そしてまた斬り刻む——その繰り返しの中で、川のせせらぎのようにゆっくりと流れていくコメントが視界の隅に見える。
一瀬副会長たちの話も聞こえているが、言葉としては認識できていない。音がゆっくりと流れて聞き取りにくいからだ。しかし、その内容だけは認識できていた。
手のひらを返すように驚愕し、草を生やし、風呂から帰ってくるコメントが流れていくのも見えた。
そして、俺をこのゲームに誘った鵺耶ちゃんの真意を知った気がした。

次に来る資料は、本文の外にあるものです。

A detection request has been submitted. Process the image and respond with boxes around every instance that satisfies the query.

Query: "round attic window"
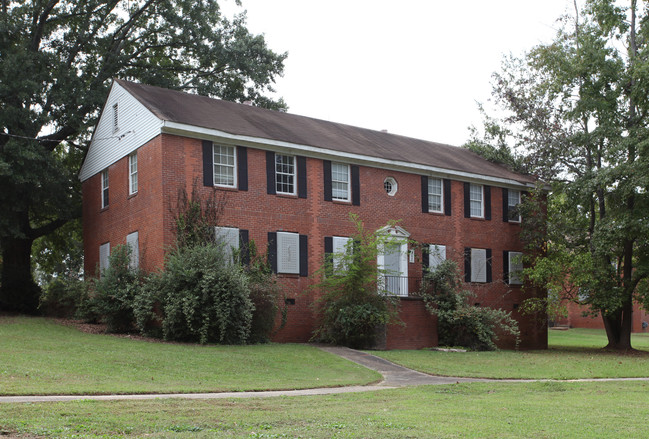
[383,177,397,197]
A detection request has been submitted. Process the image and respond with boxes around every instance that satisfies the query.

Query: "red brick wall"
[83,134,546,347]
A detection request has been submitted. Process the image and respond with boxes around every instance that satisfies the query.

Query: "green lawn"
[372,329,649,379]
[0,382,649,439]
[0,317,381,395]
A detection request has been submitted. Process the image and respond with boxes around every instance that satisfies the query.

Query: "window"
[275,154,296,195]
[469,184,484,218]
[99,242,110,275]
[126,232,140,269]
[101,169,108,209]
[383,177,398,197]
[128,151,137,195]
[331,163,350,201]
[507,252,523,285]
[428,244,446,270]
[277,232,300,274]
[213,145,237,187]
[428,178,444,213]
[214,227,239,263]
[507,189,521,223]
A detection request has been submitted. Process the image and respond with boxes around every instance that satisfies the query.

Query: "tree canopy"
[0,0,286,312]
[470,0,649,349]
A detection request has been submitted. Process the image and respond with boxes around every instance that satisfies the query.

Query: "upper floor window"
[275,154,296,195]
[507,189,521,223]
[213,145,237,187]
[331,163,350,201]
[101,169,108,209]
[128,151,137,195]
[428,178,444,213]
[469,183,484,218]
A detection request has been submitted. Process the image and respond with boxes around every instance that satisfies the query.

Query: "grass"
[0,382,649,438]
[372,329,649,379]
[0,317,381,395]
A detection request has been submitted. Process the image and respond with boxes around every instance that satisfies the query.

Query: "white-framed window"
[331,163,351,201]
[428,177,444,213]
[508,252,523,285]
[128,151,137,195]
[212,145,237,187]
[471,248,487,282]
[277,232,300,274]
[275,154,297,195]
[214,227,239,263]
[101,169,109,209]
[383,177,399,197]
[126,232,140,269]
[99,242,110,276]
[469,183,484,218]
[507,189,521,223]
[428,244,446,270]
[333,236,352,273]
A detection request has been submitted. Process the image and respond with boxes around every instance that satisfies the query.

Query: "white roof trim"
[161,120,534,188]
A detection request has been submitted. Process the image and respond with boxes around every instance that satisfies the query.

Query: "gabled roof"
[115,79,536,184]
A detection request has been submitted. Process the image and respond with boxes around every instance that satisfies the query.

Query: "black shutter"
[421,244,430,276]
[464,183,471,218]
[464,247,471,282]
[325,236,334,276]
[268,232,277,273]
[421,175,428,213]
[239,229,250,265]
[444,178,451,216]
[482,185,491,220]
[266,151,277,194]
[203,140,214,186]
[300,235,309,277]
[351,165,361,206]
[322,160,331,201]
[295,156,306,198]
[237,146,248,191]
[486,248,493,282]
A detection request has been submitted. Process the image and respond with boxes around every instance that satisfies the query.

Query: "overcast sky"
[222,0,573,145]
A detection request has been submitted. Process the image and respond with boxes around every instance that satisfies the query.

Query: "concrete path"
[0,345,649,403]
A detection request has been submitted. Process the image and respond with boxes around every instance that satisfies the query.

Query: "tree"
[0,0,286,312]
[478,0,649,349]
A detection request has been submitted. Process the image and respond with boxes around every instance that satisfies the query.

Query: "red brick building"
[80,80,547,348]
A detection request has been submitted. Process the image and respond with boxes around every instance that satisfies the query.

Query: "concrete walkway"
[0,346,649,403]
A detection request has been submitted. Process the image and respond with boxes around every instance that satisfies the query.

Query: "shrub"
[314,215,398,348]
[421,260,519,350]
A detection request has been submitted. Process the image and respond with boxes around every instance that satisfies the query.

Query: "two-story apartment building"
[80,80,547,348]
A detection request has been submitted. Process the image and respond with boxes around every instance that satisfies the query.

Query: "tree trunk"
[0,238,41,314]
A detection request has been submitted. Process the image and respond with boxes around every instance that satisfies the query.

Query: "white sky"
[222,0,573,145]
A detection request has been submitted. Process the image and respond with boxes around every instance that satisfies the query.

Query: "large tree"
[474,0,649,349]
[0,0,286,312]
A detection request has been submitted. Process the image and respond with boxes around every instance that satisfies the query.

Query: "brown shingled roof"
[115,79,535,183]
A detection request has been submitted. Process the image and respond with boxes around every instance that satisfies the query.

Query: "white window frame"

あの日——車のフロント座席をすり潰していくトラックのことを今でも鮮明に覚えている。
飛び散る破片に、鮮血と肌色の何か——あの瞬間に生き残ったことを、俺は奇跡などと思ったことは一度もない。
どれだけ周囲が奇跡だ! と一縷の希望に縋ろうとも、あの時に起こったことは”必然”の結果でしかない。
もしも奇跡なんてものが存在し、それによって誰かが救われると言うのなら——。
「今、俺を救えっ! 《暴食》!!」
陸豚王三世の残りHPは《暴食》で捕食できるか否かのギリギリ付近だった。だが、このタキサイキア現象ってやつは相当に脳への負担を強いるようだ。

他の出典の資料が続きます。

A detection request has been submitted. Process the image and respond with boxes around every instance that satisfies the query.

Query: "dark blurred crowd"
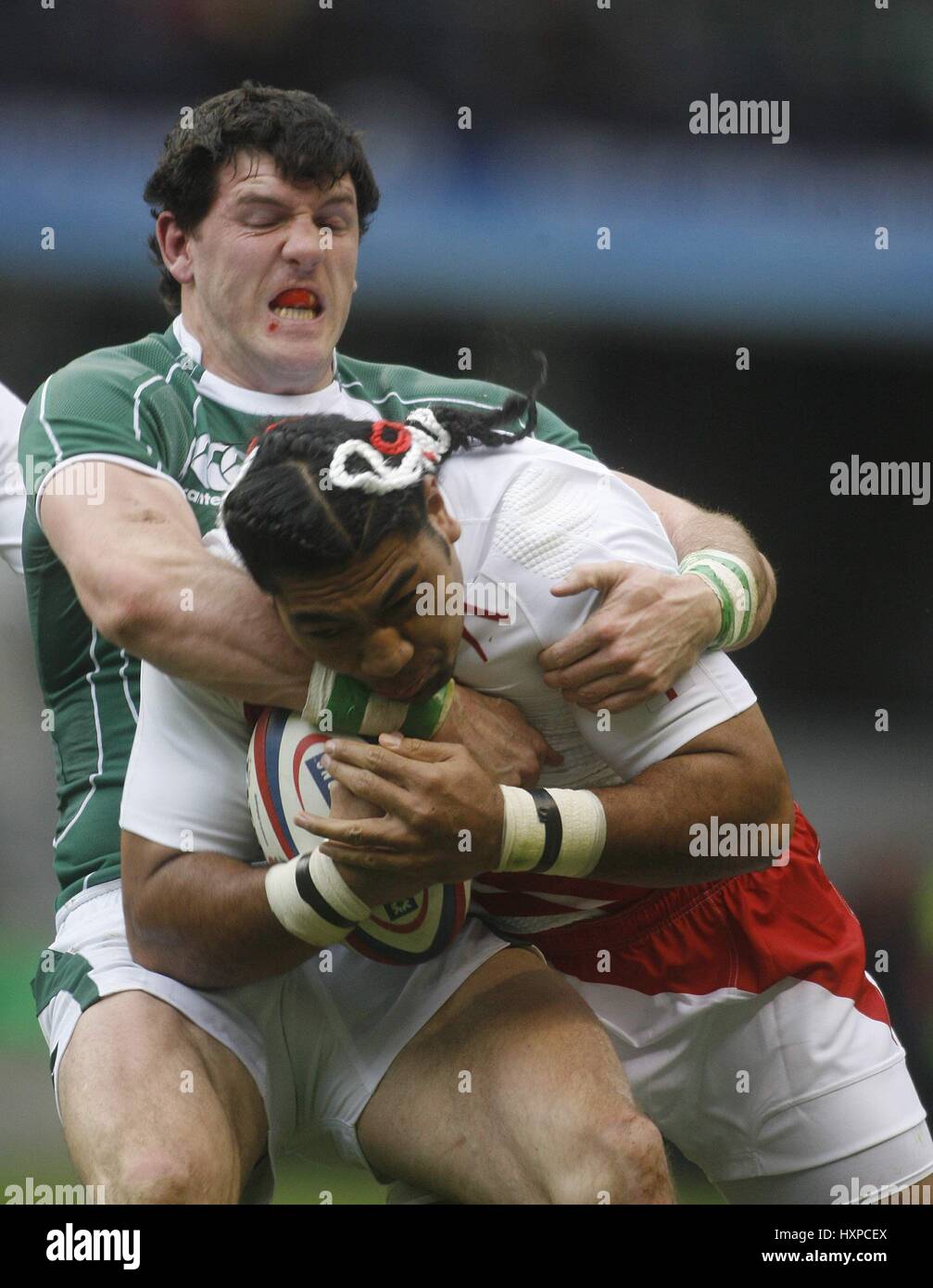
[0,0,933,149]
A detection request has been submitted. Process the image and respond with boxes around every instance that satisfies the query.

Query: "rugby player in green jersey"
[19,85,774,1202]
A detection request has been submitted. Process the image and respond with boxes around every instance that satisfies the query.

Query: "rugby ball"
[246,707,471,966]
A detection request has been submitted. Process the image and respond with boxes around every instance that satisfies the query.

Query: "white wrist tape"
[266,850,370,948]
[679,550,758,648]
[496,787,606,878]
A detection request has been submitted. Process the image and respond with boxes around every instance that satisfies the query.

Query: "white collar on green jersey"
[171,313,343,416]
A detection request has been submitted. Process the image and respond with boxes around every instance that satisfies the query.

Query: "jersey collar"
[171,313,342,416]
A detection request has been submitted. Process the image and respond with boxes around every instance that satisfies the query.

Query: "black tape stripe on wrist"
[530,787,563,872]
[296,854,356,928]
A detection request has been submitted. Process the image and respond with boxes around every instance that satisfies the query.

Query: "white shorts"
[33,881,508,1202]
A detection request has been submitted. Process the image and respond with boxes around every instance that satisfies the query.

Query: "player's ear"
[422,474,460,545]
[156,210,195,286]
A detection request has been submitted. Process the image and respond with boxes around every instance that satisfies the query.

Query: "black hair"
[143,82,379,316]
[221,354,547,595]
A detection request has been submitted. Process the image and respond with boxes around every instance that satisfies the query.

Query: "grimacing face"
[156,152,359,394]
[274,478,462,702]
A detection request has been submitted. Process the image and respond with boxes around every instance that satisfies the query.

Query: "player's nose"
[359,627,415,680]
[283,215,325,267]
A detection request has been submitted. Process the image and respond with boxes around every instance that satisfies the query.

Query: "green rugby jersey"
[19,318,593,907]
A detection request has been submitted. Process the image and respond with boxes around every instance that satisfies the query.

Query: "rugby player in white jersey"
[170,394,933,1205]
[0,385,26,574]
[20,86,774,1202]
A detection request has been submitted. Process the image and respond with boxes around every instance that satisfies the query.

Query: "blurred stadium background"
[0,0,933,1202]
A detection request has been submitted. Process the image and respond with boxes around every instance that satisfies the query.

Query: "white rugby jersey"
[120,439,755,935]
[0,375,26,574]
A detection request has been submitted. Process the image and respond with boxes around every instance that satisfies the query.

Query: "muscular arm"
[590,706,794,886]
[619,474,777,653]
[538,474,775,713]
[121,832,309,988]
[42,461,310,711]
[299,706,794,898]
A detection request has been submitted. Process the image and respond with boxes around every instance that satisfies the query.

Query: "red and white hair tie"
[329,407,449,495]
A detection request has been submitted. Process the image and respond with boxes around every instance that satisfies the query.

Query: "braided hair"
[221,354,547,594]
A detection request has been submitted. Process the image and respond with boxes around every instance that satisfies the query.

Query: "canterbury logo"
[182,434,244,492]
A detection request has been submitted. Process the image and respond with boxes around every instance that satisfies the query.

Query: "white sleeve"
[0,385,26,574]
[120,662,261,863]
[495,472,755,782]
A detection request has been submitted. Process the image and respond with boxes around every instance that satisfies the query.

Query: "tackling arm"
[619,474,777,653]
[42,461,310,711]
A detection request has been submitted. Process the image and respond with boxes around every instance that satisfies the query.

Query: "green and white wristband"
[680,550,758,650]
[266,849,370,948]
[496,786,606,878]
[301,662,455,738]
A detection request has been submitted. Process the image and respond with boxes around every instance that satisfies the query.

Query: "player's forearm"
[619,474,777,653]
[124,833,317,988]
[667,510,777,653]
[590,751,794,888]
[111,549,310,711]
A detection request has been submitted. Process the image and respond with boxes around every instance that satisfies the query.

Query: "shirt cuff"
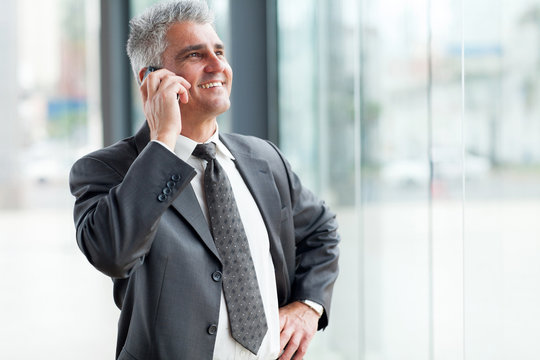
[150,140,174,154]
[300,300,324,317]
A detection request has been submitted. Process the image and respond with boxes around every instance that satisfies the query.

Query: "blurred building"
[0,0,540,360]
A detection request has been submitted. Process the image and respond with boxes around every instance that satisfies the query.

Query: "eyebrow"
[175,43,225,60]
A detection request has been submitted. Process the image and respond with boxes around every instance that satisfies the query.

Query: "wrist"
[300,299,324,317]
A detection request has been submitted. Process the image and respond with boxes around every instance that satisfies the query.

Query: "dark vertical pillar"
[228,0,278,141]
[100,0,132,145]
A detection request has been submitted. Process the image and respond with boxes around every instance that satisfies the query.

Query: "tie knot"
[193,142,216,162]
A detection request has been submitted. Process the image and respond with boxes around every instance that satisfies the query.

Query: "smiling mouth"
[199,81,225,89]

視界上には、俺の本当の身体に異常が発生している警告マークが表示されている。このままバイオブーストを続ければ、強制ログアウトが実行されて敗北判定が出てしまう。
コンマ一秒でも早く、陸豚王三世を撃破しなくてはならない!
中空を蛇行する蛇が鎌首をあげ、頭部が巨大化して部陸豚王三世を一飲みにすべく喰らいついた。
「ガァァァァァァァ!!」
だが、陸豚王三世は鋼鉄のメイスを手放し、両手で巨大化した蛇の顎門を抑えて飲み込まれないように抗う。
無理か——?
一進一退の状況が僅かに続き、喰らいつく蛇から力が抜けていくのを感じるのと同時に——視界を横切る一本の矢が見えた。
想定外の場所から放たれたそれはゆっくりと回転しながら飛翔し、真っ直ぐに陸豚王三世の喉元を捉え、減衰し切った最小ダメージ——1を与えて僅かに突き刺さった。

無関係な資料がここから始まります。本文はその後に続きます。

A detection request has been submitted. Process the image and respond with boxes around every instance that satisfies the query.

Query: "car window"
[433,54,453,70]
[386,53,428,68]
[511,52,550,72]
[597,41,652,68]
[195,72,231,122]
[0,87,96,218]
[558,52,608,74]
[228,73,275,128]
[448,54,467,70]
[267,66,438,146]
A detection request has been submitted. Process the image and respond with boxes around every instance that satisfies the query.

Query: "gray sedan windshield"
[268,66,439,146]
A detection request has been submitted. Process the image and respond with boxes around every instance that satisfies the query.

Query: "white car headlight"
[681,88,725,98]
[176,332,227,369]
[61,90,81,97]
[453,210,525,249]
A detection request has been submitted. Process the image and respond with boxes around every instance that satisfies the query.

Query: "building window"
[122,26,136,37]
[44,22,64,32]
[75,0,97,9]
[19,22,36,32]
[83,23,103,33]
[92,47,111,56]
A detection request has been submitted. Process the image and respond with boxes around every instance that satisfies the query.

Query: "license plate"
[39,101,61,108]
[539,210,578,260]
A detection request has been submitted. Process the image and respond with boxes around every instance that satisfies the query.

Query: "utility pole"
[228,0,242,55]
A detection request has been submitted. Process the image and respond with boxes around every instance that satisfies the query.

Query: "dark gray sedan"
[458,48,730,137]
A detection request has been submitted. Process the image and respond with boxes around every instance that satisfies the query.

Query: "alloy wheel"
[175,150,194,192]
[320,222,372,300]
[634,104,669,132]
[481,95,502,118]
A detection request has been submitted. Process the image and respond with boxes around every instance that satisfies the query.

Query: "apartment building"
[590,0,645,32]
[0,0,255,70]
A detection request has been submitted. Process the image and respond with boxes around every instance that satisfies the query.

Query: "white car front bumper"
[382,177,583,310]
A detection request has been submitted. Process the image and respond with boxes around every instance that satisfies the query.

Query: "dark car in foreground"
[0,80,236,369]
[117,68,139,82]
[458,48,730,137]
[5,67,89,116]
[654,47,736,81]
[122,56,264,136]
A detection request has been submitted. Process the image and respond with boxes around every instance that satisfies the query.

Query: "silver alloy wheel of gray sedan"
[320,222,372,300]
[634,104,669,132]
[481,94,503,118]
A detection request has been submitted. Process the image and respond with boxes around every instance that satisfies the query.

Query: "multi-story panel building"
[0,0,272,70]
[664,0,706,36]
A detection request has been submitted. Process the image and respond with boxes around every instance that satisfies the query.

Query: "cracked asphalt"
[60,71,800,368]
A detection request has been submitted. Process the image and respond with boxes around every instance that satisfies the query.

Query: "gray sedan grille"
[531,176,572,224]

その瞬間、陸豚王三世の表情が狂気から悲哀へと変わった気がした——が、蛇の顎門に飲み込まれて本当に変わったのかは判らない。
陸豚王三世を飲み込んだ蛇はやっと捕食できたことを歓喜するかのように蛇行し、その体をどこまでも伸ばして闘技場の天井高く舞い上がった。
そして、ゆっくりと蛇の体を通して大きな膨らみが降りてきて、カラミティージャッジメントを通して俺の体に吸収された。